ALDERSON, W.Va. - Martha Stewart exchanged her clothes for prison-issue khaki trousers and black steel-toed boots Friday, and for the next five months she will be sleeping not on luxurious Egyptian cotton linens, but on plain, military-grade sheets.

Slipping all-but-unnoticed past supporters and TV crews in the darkness, Stewart reported to the Alderson Federal Prison Camp in rural West Virginia to begin serving her sentence for lying about a stock sale. Driven by a security company, she arrived in a dark-colored Ford Expedition that passed through the gates shortly before sunrise.

Federal inmate No. 55170-054 said on her Web site she was looking forward to returning to work in March and enjoying "many brighter days ahead."

Like all new inmates, the 63-year-old millionaire was photographed, fingerprinted and strip-searched upon her arrival, and her personal items were inventoried, said Traci Billingsley, a spokeswoman for the U.S. Bureau of Prisons in Washington.

Stewart - who built a homemaking empire with her unerring eye for the finer things in life - will sleep on a bunk bed in a building that houses 60 women and contains only two showers.

"She's going to have to shower in an area that 60 other women are trying to use as well," said Ron Rubottom, a leader of the guards union. "There'll be four or five toilets. Two sinks. She has to share a blow dryer, a curling iron."

After being interviewed by prison staff and briefed on the rules, new inmates undergo a two-week orientation, during which work assignments are made. Stewart will be eligible for jobs that pay 12 cents to 40 cents an hour. Inmates at Alderson typically rise about 6 a.m. and work most of the day.

Rubottom said an inmate's skills are often considered in making such assignments. "If an inmate has food-service background, obviously we will try to use that inmate in that area," he said.

The prison opened in 1927 about 270 miles southwest of Washington, D.C. Its inmates have included Billie Holiday, Tokyo Rose, Axis Sally and would-be presidential assassins Squeaky Fromme and Sara Jane Moore.

Stewart was convicted in March of lying to investigators about why she sold stock in a biotech company in 2001, just before its price plunged. She was allowed to remain free while she appeals her conviction, but asked to begin serving her time anyway, to help remove the cloud of uncertainty hanging over her and her company.
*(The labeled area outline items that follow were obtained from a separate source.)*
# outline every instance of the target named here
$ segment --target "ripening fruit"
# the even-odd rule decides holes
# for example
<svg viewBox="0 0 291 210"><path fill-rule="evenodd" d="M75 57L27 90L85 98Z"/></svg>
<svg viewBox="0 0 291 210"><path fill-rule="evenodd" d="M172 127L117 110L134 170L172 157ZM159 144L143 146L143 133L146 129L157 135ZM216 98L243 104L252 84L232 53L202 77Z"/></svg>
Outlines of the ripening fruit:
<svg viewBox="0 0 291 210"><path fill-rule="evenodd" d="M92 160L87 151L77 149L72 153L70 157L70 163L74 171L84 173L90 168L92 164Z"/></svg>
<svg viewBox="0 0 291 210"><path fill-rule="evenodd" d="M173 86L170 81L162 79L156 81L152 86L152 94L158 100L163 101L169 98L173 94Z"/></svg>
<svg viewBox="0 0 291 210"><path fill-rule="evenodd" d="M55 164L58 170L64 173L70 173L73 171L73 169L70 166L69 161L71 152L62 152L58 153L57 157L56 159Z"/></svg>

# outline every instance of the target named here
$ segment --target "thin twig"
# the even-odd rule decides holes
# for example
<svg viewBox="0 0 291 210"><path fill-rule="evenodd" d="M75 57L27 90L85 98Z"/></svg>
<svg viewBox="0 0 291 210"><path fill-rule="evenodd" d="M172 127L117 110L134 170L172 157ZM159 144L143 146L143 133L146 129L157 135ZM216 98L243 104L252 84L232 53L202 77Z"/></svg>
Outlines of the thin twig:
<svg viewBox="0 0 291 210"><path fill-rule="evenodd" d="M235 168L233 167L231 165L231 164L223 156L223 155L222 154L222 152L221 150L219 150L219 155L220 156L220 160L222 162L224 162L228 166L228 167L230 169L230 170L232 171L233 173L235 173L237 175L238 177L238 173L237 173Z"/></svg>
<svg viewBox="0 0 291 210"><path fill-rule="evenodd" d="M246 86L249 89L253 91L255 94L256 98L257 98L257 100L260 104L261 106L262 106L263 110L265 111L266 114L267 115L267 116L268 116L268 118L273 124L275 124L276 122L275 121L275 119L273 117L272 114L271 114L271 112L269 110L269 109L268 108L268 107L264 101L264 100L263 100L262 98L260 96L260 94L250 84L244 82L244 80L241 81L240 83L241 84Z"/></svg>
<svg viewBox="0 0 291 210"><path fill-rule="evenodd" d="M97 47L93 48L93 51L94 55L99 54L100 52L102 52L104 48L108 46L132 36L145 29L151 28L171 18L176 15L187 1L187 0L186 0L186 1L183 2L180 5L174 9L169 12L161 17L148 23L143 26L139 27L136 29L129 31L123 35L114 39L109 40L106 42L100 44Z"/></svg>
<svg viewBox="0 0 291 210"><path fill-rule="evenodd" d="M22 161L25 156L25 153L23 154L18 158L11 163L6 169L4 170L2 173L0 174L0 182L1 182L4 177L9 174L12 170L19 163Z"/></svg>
After she gets out, she will have to serve five months of confinement at home.

"While I am away, my updates here will be less frequent, if not altogether impossible," Stewart said on her Web site. "But please know this change is only an unfortunate reflection of my current circumstances, and in no way diminishes my commitment to my life's work or to the friends, colleagues, customers and supporters who make it possible."